Henderson FSP 10ft with 12" side extensions = 4.1cu yd and they're located on Manchester, IA.
https://dealer.henderson-mfg.com/LITERATURE/Ice/FSP_FSM.pdf


----------



## SullivanSeptic (Nov 30, 2008)

An under tailgate spreadr is easy. And you hold more salt. Vboxes are easier to come by tho. A lot depends on what you want to spend. You are gonna spend big $$$ on a vbox that holds 4 or more tons, unless you retro fit side extensions on a vbox. As an example, I have a 7ft stainless vbox. Should hold about 1.5-2 yards. I welded 16" tall extensions on it and now it holds a little over 4. So thats an option


----------



## Wayne Volz (Mar 1, 2002)

*Under tailgate*

Check out SnowEx replaceable tailgate spreader and under tailgate spreader. V-Box would also work very well.


----------



## hardwoodcd (Dec 29, 2010)

I think I'm going to go with a DownEaster tailgate replacement spreader. Any opinions on this specific unit.


----------



## lilweeds (Aug 3, 2007)

Most people have not been happy with the downeaster. Look at Swenson/Meyer and Truckcraft before you buy.


----------



## WIPensFan (Jan 31, 2009)

Casey, this is for sale on here. Sounds like it would fit too.
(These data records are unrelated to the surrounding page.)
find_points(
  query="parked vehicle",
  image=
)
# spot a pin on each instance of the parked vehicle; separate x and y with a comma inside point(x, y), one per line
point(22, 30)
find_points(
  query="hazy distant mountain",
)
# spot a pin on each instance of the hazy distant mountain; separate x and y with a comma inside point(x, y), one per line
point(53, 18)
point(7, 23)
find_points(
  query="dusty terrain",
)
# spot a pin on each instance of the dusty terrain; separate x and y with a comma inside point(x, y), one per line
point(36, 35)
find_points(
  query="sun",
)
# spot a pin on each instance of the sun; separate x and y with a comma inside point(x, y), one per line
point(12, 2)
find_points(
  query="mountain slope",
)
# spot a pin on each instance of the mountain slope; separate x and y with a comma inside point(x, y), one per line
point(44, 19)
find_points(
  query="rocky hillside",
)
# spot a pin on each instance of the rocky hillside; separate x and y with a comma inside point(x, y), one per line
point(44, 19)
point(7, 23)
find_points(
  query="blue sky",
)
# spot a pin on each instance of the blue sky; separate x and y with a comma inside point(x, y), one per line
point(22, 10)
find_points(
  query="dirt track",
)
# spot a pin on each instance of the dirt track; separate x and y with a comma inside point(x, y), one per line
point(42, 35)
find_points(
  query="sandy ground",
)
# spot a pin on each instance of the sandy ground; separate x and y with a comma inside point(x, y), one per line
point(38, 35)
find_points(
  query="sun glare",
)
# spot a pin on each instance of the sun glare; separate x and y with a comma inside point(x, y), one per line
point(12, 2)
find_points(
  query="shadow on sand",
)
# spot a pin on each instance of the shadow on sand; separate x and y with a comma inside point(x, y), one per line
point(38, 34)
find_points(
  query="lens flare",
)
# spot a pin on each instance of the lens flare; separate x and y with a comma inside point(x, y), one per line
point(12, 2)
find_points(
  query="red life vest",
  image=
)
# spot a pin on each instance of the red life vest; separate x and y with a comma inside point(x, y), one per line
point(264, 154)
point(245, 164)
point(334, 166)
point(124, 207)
http://www.plowsite.com/showthread.php?t=136957


----------



## hardwoodcd (Dec 29, 2010)

Thanks for the thought Greg. But that is a hydro unit. Looked at it last night.


----------



## hardwoodcd (Dec 29, 2010)

The downeaster that I had pretty much settled on and went to pick up yesterday didn't pan out. So I'm back at square one and in a bit of a time crunch. With the time crunch I'm thinking I might just get a new 2 yard salt dogg poly unit. What do you guys think about that unit? If this is what I do it wont be til the beginning of the week. It isn't quite as big as I'd like, but brand new and within budget. Thanks, Casey


----------



## tuney443 (Jun 25, 2006)

I have had my 1500 Salty Dogg for 3 Winters now.At first,it was problematic with the Chinese digital controller issues but once I switched over to the white faced analog one,it has been trouble free.The spread throw advertised is complete BS,you will NOT get anywhere near a 35' throw with anything resembling a salt grain.There is a good ******* fix for this though by bolting on aluminum extensions on the way too small spinner paddles.I would also advise to change over to Andersen electric connections by the auger and spinner area as the Chinese originals are absolute JUNK.


----------



## BigBoyPlowin (Nov 16, 2012)

I would Not go for a V box in a Dump truck... C'mon does that even make sense? No offense but whats the point of having a Dump truck if you're not going to load it up?

I had a Isuzu with a Truckcraft bed. bought the replacement tailgate for it. It was stainless steel, didnt rust. 5 years later sold it for 3/4 of what i paid for it. Only thing i had to replace was the spinner motor once. But that always happens with anything with that much salt going in it.

We also installed a Blinking light in the cab that told us when the bed was up.. We never had a problem with it because all you have to do is raise it a little so the salt is on a SLIGHT decline and it slides out no problem!

this is all you need:


----------



## tuney443 (Jun 25, 2006)

BigBoyPlowin;1520368 said:


> I would Not go for a V box in a Dump truck... C'mon does that even make sense? No offense but whats the point of having a Dump truck if you're not going to load it up?
> 
> I had a Isuzu with a Truckcraft bed. bought the replacement tailgate for it. It was stainless steel, didnt rust. 5 years later sold it for 3/4 of what i paid for it. Only thing i had to replace was the spinner motor once. But that always happens with anything with that much salt going in it.
> 
> ...


And why can't you load up the V box/hopper that's mounted in the dump body?????Done all the time by me,VERY few tailgate style spreaders here on dumps.Much safer and more efficient IMHO.


----------



## BigBoyPlowin (Nov 16, 2012)

tuney443;1520393 said:


> And why can't you load up the V box/hopper that's mounted in the dump body?????Done all the time by me,VERY few tailgate style spreaders here on dumps.*Much safer* and more efficient IMHO.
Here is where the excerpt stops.